しかし図書館に所蔵されている本がいつも私を励ましてきた。

図書館に望むこと:
 
一体お前の専門領域はと問われそうである。30年以上の carrierを持った血液学者で、今でも
本人は一線で活躍している積もりでいる。研究室の若者とダンテを語ることはないが、実験を始め
るに当たって2,3個のkey wordsを与えSS Searchで最新の文献を検索することを最初の課題とする。
自分達のideaの殆どは世界中の誰かが考えていること、そして自分の実験が最前線のどのあたりに
位置しているかを知り、それから勘を働かせて面白そうな文献を精読して、新しい知見を得るため
の実験系を練り上げる、才能の乏しい私どもの研究 styleである。独創的な成果に親しむためには
hotな論文が必要である。最新のjournalがすべて電子化されて、瞬時に研究室でdown loadできる
日が来ることを期待している。どれほど無駄な時間が省けるであろうか。よい scannerの開発など
専門家達が知恵を絞れば今すぐにでも実現しそうな気がするがどうであろう。もう一つ時代を超え
て価値ある本が神戸大学の図書館に溢れることを夢見ている。そして私どもの大学にはこのような
知の巨人あるいは知の求道者がいることを示すことができればどれほど誇らしいことであろう。私
どもの領域はダーウインの「種の起源」を読まなくても、仕事の遂行に何ら支障はない。しかしダン
テを読まないで文学を語ることはできないし、ソシュールの「一般言語学講義」が理解できなくて現
代哲学・思想は論じられない。これらの本は必ずしも多くの人を説得できないが、これらがなくし
て新しい時代は切り開かれなかった。Majorityには歓迎されないが時代を超えて輝きつづける本を
少しくらいの独断と偏見を恐れずに購入する時が来ているのではないだろうか、大変なことだろう
けれど。神戸大学の広範な学問分野の中にはそのような目利きがひっそりと知的活動に勤しんでいる。

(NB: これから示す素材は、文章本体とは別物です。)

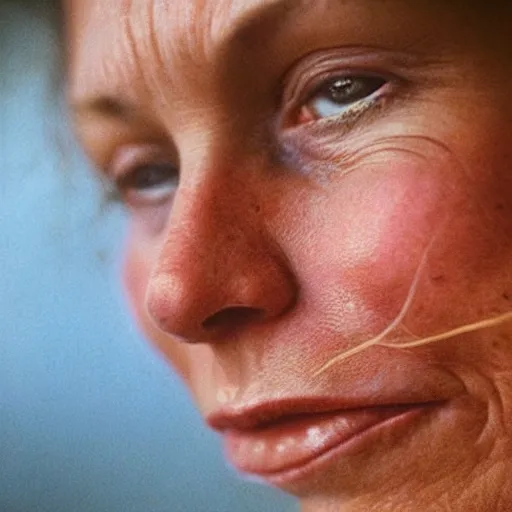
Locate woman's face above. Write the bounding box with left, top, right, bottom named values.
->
left=67, top=0, right=512, bottom=511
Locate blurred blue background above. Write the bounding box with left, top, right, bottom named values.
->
left=0, top=0, right=295, bottom=512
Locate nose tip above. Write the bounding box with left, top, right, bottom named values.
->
left=146, top=246, right=295, bottom=343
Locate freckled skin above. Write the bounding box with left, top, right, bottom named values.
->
left=66, top=0, right=512, bottom=512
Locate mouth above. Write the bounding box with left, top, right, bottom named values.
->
left=208, top=401, right=444, bottom=487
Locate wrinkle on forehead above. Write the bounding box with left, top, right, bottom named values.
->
left=66, top=0, right=292, bottom=98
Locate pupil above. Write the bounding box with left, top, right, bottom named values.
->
left=329, top=78, right=357, bottom=103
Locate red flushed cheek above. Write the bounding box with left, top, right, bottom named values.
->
left=292, top=154, right=449, bottom=345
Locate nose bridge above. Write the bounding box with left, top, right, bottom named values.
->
left=146, top=146, right=293, bottom=341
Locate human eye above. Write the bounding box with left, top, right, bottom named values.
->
left=295, top=74, right=389, bottom=125
left=112, top=145, right=179, bottom=209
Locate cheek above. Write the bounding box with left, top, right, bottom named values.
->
left=286, top=142, right=462, bottom=337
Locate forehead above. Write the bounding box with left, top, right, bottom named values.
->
left=66, top=0, right=504, bottom=113
left=65, top=0, right=304, bottom=102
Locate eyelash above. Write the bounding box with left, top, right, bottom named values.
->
left=284, top=72, right=396, bottom=129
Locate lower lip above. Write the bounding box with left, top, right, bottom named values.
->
left=225, top=404, right=434, bottom=486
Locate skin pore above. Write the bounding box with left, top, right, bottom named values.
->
left=66, top=0, right=512, bottom=512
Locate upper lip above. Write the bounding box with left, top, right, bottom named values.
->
left=206, top=398, right=446, bottom=432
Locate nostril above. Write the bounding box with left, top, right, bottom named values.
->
left=202, top=306, right=265, bottom=330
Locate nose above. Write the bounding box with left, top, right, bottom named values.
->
left=146, top=169, right=296, bottom=343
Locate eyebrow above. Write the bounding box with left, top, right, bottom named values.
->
left=70, top=94, right=136, bottom=119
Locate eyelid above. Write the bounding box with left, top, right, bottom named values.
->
left=280, top=47, right=418, bottom=122
left=107, top=144, right=171, bottom=182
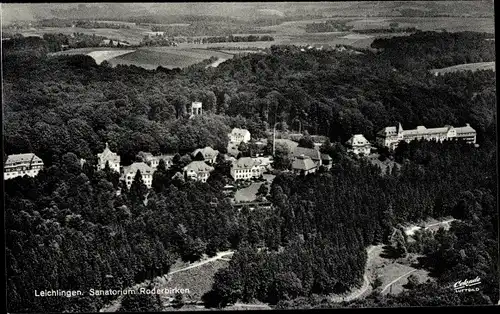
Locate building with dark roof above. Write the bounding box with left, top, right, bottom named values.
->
left=192, top=146, right=219, bottom=164
left=122, top=162, right=154, bottom=189
left=377, top=123, right=476, bottom=149
left=292, top=146, right=332, bottom=169
left=183, top=161, right=214, bottom=182
left=292, top=155, right=318, bottom=175
left=3, top=153, right=43, bottom=180
left=346, top=134, right=372, bottom=156
left=97, top=143, right=120, bottom=173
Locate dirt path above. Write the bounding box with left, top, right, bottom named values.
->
left=380, top=269, right=417, bottom=293
left=331, top=245, right=383, bottom=302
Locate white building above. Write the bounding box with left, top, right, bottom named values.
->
left=97, top=143, right=120, bottom=173
left=3, top=153, right=43, bottom=180
left=137, top=152, right=174, bottom=170
left=292, top=155, right=318, bottom=176
left=192, top=146, right=219, bottom=164
left=228, top=128, right=251, bottom=144
left=183, top=161, right=214, bottom=182
left=122, top=162, right=154, bottom=189
left=231, top=157, right=264, bottom=180
left=346, top=134, right=372, bottom=156
left=377, top=123, right=476, bottom=149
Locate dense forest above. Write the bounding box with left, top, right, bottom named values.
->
left=306, top=20, right=354, bottom=33
left=2, top=32, right=498, bottom=312
left=205, top=142, right=498, bottom=308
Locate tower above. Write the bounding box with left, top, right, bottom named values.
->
left=190, top=101, right=203, bottom=116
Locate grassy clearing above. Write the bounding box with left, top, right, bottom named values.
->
left=431, top=61, right=495, bottom=74
left=109, top=47, right=234, bottom=70
left=234, top=182, right=262, bottom=202
left=159, top=260, right=229, bottom=302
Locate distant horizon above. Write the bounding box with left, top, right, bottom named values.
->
left=2, top=1, right=494, bottom=25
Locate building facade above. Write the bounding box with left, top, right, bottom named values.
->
left=183, top=161, right=214, bottom=182
left=377, top=123, right=476, bottom=150
left=122, top=162, right=154, bottom=189
left=3, top=153, right=43, bottom=180
left=97, top=143, right=120, bottom=173
left=292, top=155, right=318, bottom=176
left=292, top=146, right=332, bottom=169
left=192, top=146, right=219, bottom=164
left=346, top=134, right=372, bottom=156
left=228, top=128, right=251, bottom=144
left=231, top=157, right=264, bottom=180
left=137, top=152, right=174, bottom=170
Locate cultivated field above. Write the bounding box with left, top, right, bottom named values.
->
left=109, top=47, right=234, bottom=70
left=431, top=61, right=495, bottom=74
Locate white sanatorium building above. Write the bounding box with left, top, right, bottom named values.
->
left=231, top=157, right=265, bottom=180
left=122, top=162, right=154, bottom=189
left=183, top=161, right=214, bottom=182
left=97, top=143, right=120, bottom=173
left=228, top=128, right=251, bottom=144
left=346, top=134, right=372, bottom=155
left=3, top=153, right=43, bottom=180
left=138, top=152, right=174, bottom=170
left=377, top=123, right=476, bottom=149
left=192, top=146, right=219, bottom=164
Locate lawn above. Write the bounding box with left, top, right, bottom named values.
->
left=109, top=47, right=234, bottom=70
left=159, top=260, right=229, bottom=301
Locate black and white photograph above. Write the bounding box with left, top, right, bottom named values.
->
left=1, top=0, right=500, bottom=313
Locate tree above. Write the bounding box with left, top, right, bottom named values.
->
left=406, top=274, right=419, bottom=289
left=193, top=152, right=205, bottom=161
left=299, top=135, right=314, bottom=148
left=118, top=286, right=161, bottom=312
left=129, top=170, right=148, bottom=203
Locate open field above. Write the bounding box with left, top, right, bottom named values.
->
left=234, top=182, right=262, bottom=202
left=109, top=47, right=234, bottom=70
left=160, top=260, right=229, bottom=301
left=431, top=61, right=495, bottom=74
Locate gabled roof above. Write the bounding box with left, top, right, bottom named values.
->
left=292, top=155, right=316, bottom=171
left=231, top=128, right=250, bottom=136
left=97, top=142, right=120, bottom=161
left=232, top=157, right=260, bottom=169
left=293, top=146, right=321, bottom=161
left=346, top=134, right=370, bottom=146
left=193, top=146, right=219, bottom=159
left=184, top=160, right=214, bottom=172
left=455, top=123, right=476, bottom=134
left=5, top=153, right=43, bottom=166
left=123, top=162, right=154, bottom=175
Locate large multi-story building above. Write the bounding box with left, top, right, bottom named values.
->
left=189, top=101, right=203, bottom=118
left=231, top=157, right=264, bottom=180
left=377, top=123, right=476, bottom=149
left=192, top=146, right=219, bottom=164
left=183, top=161, right=214, bottom=182
left=292, top=146, right=332, bottom=169
left=122, top=162, right=154, bottom=189
left=346, top=134, right=372, bottom=156
left=228, top=128, right=251, bottom=144
left=3, top=153, right=43, bottom=180
left=292, top=155, right=318, bottom=175
left=137, top=152, right=174, bottom=170
left=97, top=143, right=120, bottom=173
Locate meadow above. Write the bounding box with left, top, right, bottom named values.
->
left=108, top=47, right=234, bottom=70
left=431, top=62, right=495, bottom=74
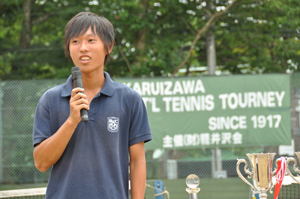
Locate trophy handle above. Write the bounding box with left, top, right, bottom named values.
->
left=286, top=158, right=300, bottom=184
left=236, top=159, right=257, bottom=191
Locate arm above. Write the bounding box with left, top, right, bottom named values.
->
left=129, top=142, right=146, bottom=199
left=33, top=88, right=89, bottom=172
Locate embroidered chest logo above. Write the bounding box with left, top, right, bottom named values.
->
left=107, top=117, right=119, bottom=133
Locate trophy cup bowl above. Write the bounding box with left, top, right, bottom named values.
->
left=286, top=152, right=300, bottom=184
left=236, top=153, right=276, bottom=199
left=186, top=174, right=200, bottom=199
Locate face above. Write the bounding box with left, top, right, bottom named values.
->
left=69, top=28, right=110, bottom=72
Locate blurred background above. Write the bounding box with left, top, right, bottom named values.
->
left=0, top=0, right=300, bottom=199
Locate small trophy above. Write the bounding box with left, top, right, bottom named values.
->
left=286, top=152, right=300, bottom=184
left=236, top=153, right=276, bottom=199
left=185, top=174, right=200, bottom=199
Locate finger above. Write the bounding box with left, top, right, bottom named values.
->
left=70, top=98, right=90, bottom=108
left=71, top=87, right=84, bottom=97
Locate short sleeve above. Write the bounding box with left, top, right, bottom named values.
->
left=129, top=93, right=152, bottom=146
left=33, top=93, right=52, bottom=146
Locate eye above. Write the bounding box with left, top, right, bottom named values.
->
left=71, top=39, right=78, bottom=44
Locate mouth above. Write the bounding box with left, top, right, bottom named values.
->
left=79, top=56, right=91, bottom=64
left=80, top=56, right=91, bottom=61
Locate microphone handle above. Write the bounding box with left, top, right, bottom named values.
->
left=74, top=76, right=89, bottom=122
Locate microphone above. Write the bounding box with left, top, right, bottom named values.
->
left=72, top=66, right=89, bottom=122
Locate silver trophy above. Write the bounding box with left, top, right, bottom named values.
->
left=186, top=174, right=200, bottom=199
left=286, top=152, right=300, bottom=184
left=236, top=153, right=277, bottom=199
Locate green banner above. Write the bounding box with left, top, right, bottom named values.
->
left=116, top=74, right=291, bottom=149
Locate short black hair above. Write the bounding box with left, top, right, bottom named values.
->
left=64, top=12, right=115, bottom=65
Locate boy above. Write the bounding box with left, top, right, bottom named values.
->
left=33, top=12, right=152, bottom=199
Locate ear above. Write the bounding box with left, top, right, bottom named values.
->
left=107, top=41, right=115, bottom=54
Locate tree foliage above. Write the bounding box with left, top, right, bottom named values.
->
left=0, top=0, right=300, bottom=80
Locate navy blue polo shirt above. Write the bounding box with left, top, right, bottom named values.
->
left=33, top=72, right=152, bottom=199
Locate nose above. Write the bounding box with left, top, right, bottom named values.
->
left=80, top=42, right=88, bottom=52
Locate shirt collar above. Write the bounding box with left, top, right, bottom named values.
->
left=61, top=71, right=114, bottom=97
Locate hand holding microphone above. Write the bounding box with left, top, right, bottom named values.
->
left=72, top=67, right=89, bottom=122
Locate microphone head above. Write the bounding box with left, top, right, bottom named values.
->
left=72, top=66, right=81, bottom=79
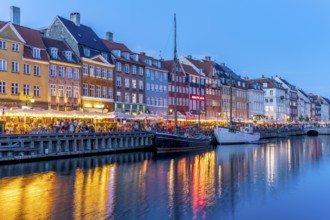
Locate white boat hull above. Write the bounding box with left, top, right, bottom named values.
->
left=214, top=127, right=260, bottom=144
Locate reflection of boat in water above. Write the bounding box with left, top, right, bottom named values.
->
left=155, top=133, right=211, bottom=152
left=214, top=69, right=260, bottom=144
left=214, top=126, right=260, bottom=144
left=155, top=15, right=211, bottom=152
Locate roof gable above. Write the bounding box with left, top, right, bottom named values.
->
left=13, top=25, right=46, bottom=49
left=0, top=22, right=25, bottom=43
left=58, top=16, right=107, bottom=52
left=90, top=55, right=112, bottom=65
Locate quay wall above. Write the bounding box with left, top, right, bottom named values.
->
left=0, top=132, right=154, bottom=163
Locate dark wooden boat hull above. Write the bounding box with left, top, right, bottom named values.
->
left=155, top=133, right=211, bottom=153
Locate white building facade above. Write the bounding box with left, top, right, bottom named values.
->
left=247, top=83, right=265, bottom=119
left=248, top=77, right=287, bottom=122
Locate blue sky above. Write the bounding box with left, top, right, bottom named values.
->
left=0, top=0, right=330, bottom=97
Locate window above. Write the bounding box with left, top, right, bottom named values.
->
left=108, top=69, right=113, bottom=80
left=50, top=48, right=58, bottom=59
left=116, top=91, right=121, bottom=102
left=64, top=51, right=72, bottom=62
left=108, top=87, right=113, bottom=99
left=73, top=68, right=79, bottom=79
left=89, top=65, right=94, bottom=76
left=11, top=62, right=19, bottom=73
left=83, top=64, right=88, bottom=75
left=66, top=67, right=72, bottom=79
left=58, top=85, right=64, bottom=97
left=89, top=85, right=95, bottom=97
left=23, top=84, right=30, bottom=96
left=0, top=40, right=7, bottom=50
left=116, top=62, right=121, bottom=72
left=66, top=86, right=72, bottom=98
left=0, top=82, right=7, bottom=94
left=58, top=66, right=64, bottom=78
left=132, top=93, right=136, bottom=103
left=132, top=66, right=136, bottom=75
left=139, top=94, right=143, bottom=104
left=33, top=86, right=40, bottom=97
left=84, top=47, right=91, bottom=57
left=11, top=83, right=18, bottom=95
left=83, top=83, right=88, bottom=96
left=49, top=64, right=56, bottom=76
left=125, top=78, right=129, bottom=88
left=96, top=67, right=101, bottom=78
left=32, top=48, right=40, bottom=59
left=102, top=52, right=108, bottom=60
left=139, top=67, right=143, bottom=76
left=116, top=77, right=121, bottom=86
left=96, top=86, right=101, bottom=98
left=125, top=92, right=129, bottom=103
left=73, top=86, right=79, bottom=98
left=0, top=60, right=7, bottom=71
left=101, top=86, right=107, bottom=99
left=150, top=70, right=155, bottom=80
left=11, top=44, right=19, bottom=52
left=101, top=68, right=107, bottom=79
left=132, top=79, right=136, bottom=89
left=125, top=64, right=129, bottom=73
left=24, top=64, right=30, bottom=75
left=139, top=80, right=143, bottom=90
left=50, top=84, right=56, bottom=96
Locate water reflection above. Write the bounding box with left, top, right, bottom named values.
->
left=0, top=136, right=330, bottom=219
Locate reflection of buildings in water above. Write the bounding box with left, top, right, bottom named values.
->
left=191, top=151, right=216, bottom=219
left=0, top=172, right=59, bottom=219
left=74, top=164, right=116, bottom=219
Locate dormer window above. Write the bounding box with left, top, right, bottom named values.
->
left=32, top=48, right=40, bottom=59
left=64, top=51, right=72, bottom=61
left=84, top=47, right=91, bottom=57
left=122, top=52, right=129, bottom=60
left=50, top=47, right=58, bottom=59
left=102, top=52, right=108, bottom=60
left=112, top=50, right=121, bottom=57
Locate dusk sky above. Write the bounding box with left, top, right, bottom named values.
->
left=0, top=0, right=330, bottom=97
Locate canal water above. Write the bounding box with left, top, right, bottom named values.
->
left=0, top=136, right=330, bottom=220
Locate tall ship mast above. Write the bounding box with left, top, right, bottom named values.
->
left=173, top=14, right=178, bottom=134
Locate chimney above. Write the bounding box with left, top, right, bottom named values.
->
left=105, top=32, right=113, bottom=43
left=205, top=56, right=211, bottom=61
left=10, top=6, right=21, bottom=25
left=70, top=12, right=80, bottom=26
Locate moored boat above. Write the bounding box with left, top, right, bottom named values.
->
left=155, top=133, right=211, bottom=153
left=214, top=126, right=260, bottom=144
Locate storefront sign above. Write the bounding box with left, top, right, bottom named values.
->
left=190, top=95, right=205, bottom=101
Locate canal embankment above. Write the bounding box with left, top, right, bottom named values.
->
left=0, top=132, right=154, bottom=163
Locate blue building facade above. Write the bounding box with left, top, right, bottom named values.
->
left=140, top=53, right=168, bottom=115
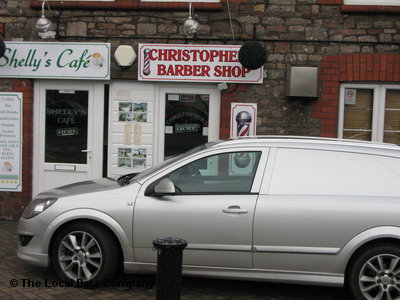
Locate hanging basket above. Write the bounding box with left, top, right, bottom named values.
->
left=239, top=41, right=267, bottom=70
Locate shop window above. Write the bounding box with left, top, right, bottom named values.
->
left=338, top=85, right=400, bottom=145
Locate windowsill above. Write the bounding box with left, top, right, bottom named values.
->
left=340, top=5, right=400, bottom=14
left=30, top=0, right=222, bottom=10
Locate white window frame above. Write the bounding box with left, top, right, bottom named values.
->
left=343, top=0, right=400, bottom=6
left=337, top=84, right=400, bottom=142
left=47, top=0, right=115, bottom=2
left=140, top=0, right=221, bottom=3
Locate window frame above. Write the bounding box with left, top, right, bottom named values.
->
left=167, top=149, right=263, bottom=195
left=343, top=0, right=400, bottom=6
left=337, top=83, right=400, bottom=142
left=139, top=146, right=270, bottom=196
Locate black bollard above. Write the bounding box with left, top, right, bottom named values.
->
left=153, top=237, right=187, bottom=300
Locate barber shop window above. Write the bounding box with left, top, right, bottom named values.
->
left=338, top=84, right=400, bottom=145
left=169, top=152, right=261, bottom=194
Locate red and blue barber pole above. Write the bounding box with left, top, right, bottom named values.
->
left=143, top=48, right=150, bottom=76
left=236, top=111, right=252, bottom=137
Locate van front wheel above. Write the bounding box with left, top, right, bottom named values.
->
left=52, top=223, right=119, bottom=287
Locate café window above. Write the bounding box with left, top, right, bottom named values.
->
left=338, top=84, right=400, bottom=145
left=343, top=0, right=400, bottom=6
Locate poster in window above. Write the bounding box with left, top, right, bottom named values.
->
left=118, top=147, right=147, bottom=168
left=230, top=103, right=257, bottom=138
left=0, top=93, right=22, bottom=192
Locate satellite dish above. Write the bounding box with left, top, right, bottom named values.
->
left=239, top=41, right=267, bottom=70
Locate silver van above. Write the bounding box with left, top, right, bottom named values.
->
left=18, top=137, right=400, bottom=299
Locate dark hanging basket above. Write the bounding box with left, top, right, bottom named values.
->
left=0, top=39, right=6, bottom=58
left=239, top=41, right=267, bottom=70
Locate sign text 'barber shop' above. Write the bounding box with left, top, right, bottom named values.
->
left=138, top=44, right=263, bottom=83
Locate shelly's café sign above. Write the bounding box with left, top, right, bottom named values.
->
left=138, top=44, right=263, bottom=83
left=0, top=41, right=111, bottom=80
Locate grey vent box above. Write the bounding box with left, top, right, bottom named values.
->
left=286, top=67, right=318, bottom=97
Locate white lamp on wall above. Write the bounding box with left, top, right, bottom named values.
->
left=36, top=0, right=52, bottom=33
left=36, top=0, right=56, bottom=39
left=114, top=45, right=136, bottom=68
left=183, top=2, right=200, bottom=35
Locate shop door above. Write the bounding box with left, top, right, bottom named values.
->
left=33, top=83, right=104, bottom=194
left=159, top=85, right=220, bottom=160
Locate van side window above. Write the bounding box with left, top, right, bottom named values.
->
left=169, top=152, right=261, bottom=194
left=270, top=148, right=400, bottom=196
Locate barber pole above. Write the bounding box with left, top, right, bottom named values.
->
left=236, top=111, right=252, bottom=136
left=143, top=48, right=150, bottom=76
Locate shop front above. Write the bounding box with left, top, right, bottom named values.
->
left=1, top=42, right=262, bottom=195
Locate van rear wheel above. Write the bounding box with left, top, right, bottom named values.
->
left=347, top=244, right=400, bottom=300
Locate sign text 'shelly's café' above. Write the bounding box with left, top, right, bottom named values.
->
left=138, top=44, right=263, bottom=83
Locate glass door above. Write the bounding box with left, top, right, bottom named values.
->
left=45, top=90, right=89, bottom=164
left=32, top=80, right=104, bottom=195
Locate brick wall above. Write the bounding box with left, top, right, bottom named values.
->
left=312, top=54, right=400, bottom=137
left=0, top=79, right=33, bottom=220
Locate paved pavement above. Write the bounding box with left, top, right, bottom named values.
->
left=0, top=222, right=349, bottom=300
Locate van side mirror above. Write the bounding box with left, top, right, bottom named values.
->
left=144, top=178, right=176, bottom=196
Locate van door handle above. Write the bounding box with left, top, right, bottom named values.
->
left=222, top=205, right=249, bottom=215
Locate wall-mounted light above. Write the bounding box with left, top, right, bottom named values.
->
left=36, top=0, right=52, bottom=33
left=36, top=0, right=56, bottom=39
left=183, top=2, right=200, bottom=35
left=114, top=45, right=136, bottom=69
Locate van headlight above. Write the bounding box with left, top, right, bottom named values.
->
left=22, top=197, right=58, bottom=219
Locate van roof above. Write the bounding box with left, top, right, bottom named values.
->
left=208, top=135, right=400, bottom=153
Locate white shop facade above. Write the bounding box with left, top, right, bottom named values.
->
left=0, top=42, right=263, bottom=195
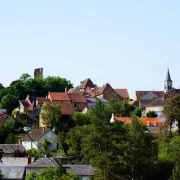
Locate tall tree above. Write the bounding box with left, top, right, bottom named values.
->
left=164, top=95, right=180, bottom=134
left=82, top=101, right=125, bottom=180
left=125, top=117, right=157, bottom=179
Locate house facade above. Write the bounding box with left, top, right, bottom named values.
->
left=21, top=128, right=59, bottom=150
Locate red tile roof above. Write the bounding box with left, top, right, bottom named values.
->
left=115, top=117, right=161, bottom=126
left=80, top=78, right=95, bottom=89
left=19, top=100, right=30, bottom=108
left=136, top=91, right=164, bottom=99
left=139, top=99, right=165, bottom=107
left=114, top=89, right=129, bottom=99
left=49, top=92, right=70, bottom=101
left=68, top=93, right=87, bottom=103
left=36, top=97, right=50, bottom=105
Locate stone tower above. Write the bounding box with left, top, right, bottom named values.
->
left=164, top=68, right=173, bottom=93
left=34, top=68, right=43, bottom=79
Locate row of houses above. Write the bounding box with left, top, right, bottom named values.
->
left=0, top=144, right=94, bottom=180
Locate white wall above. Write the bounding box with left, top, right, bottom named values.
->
left=38, top=131, right=58, bottom=150
left=22, top=141, right=38, bottom=150
left=22, top=131, right=58, bottom=150
left=145, top=106, right=163, bottom=116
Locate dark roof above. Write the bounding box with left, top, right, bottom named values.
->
left=68, top=87, right=81, bottom=93
left=164, top=88, right=180, bottom=99
left=139, top=99, right=164, bottom=107
left=114, top=89, right=129, bottom=99
left=80, top=78, right=95, bottom=89
left=27, top=158, right=58, bottom=168
left=22, top=128, right=46, bottom=141
left=36, top=97, right=50, bottom=105
left=61, top=103, right=74, bottom=116
left=0, top=157, right=34, bottom=167
left=27, top=158, right=94, bottom=176
left=63, top=164, right=94, bottom=176
left=136, top=91, right=164, bottom=99
left=19, top=100, right=30, bottom=107
left=166, top=68, right=172, bottom=81
left=0, top=166, right=25, bottom=180
left=0, top=144, right=26, bottom=154
left=49, top=92, right=70, bottom=101
left=29, top=96, right=37, bottom=103
left=68, top=93, right=87, bottom=103
left=86, top=97, right=107, bottom=103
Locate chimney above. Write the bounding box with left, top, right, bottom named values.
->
left=34, top=68, right=43, bottom=79
left=28, top=156, right=31, bottom=164
left=64, top=87, right=67, bottom=93
left=43, top=126, right=45, bottom=134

彼らが大胆に図書選定に発言するのを期待したい。すべての人類が共有する普遍的なものを探求し
ないでさほど個性的でもない日本人の異質さだけを取り上げて喝采を浴びている言論人や、あれに
もこれにも森田療法に準じた処方箋をきっているだけなのに、日本人の師匠のように振舞うユング
派文化人をもて囃す今の日本の状況を見ていると、日本人は知的な面では急速に衰弱している気が
してならない。危ない時代がもう直ぐそこに来ている。こう言う時こそ、蛮勇を奮って個性ある図
書館を作る必要があるであろう。